Он стал со мной спорить.
– Хватит! – оборвал я его. А поскольку он беспокоился за меня, добавил: – Не запрещаю тебе проделать весь путь бегом. Когда выполнишь мое поручение, возвращайся. Лучший способ помочь мне, это привести сюда подкрепление.
– Стремглав, в поту, но я их приведу, и Куртиньона и Никола́, ничком, торчком, на животе, привязав к их ногам по горячей сковороде!
Он стрелой бросился бежать, но остановился:
– Хозяин, скажите мне хотя бы, что вы собираетесь делать!

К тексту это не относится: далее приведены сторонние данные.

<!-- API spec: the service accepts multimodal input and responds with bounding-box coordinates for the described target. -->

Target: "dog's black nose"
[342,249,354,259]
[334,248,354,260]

– Там видно будет, – с важным видом загадочно отвечал я. (Черт меня побери, если я сам знал!)
К восьми вечера я добрался до города. Красное солнце уже закатилось, но облака все еще отливали золотом. Смеркалось. И какая же чудесная летняя ночь наступала! Однако наслаждаться ею было некому. У Рыночной заставы я не встретил ни одного ротозея, ни одного стражника. Входи не хочу. На Гран-рю тощий кот грыз корку хлеба; увидев меня, он было ощетинился, но затем удрал. Глухие и слепые фасады домов провожали меня. Ни звука.
– Да они все повымерли. Я пришел слишком поздно.
Но за ставнями одного из домов кто-то, привлеченный звуком моих шагов, явно следил за мной. Я постучал:
– Откройте!
Молчание. Я пошел к другому дому. Снова постучал – ногой, потом посохом. Мне не открывали. Я услышал мышиный шорох внутри. И только тут понял.
– Жалкие людишки, да они никак прячутся! Не на того напали! Ну, я вам покажу, за ягодицы-то укушу!
Я стал барабанить кулаком и пяткой по витрине книжной лавки.
– Эй, старина! Дени Сосуа! Черт тебя побрал! Это Кола, не строй из себя осла! Иначе до невозможности тебя огорчу, все переколочу.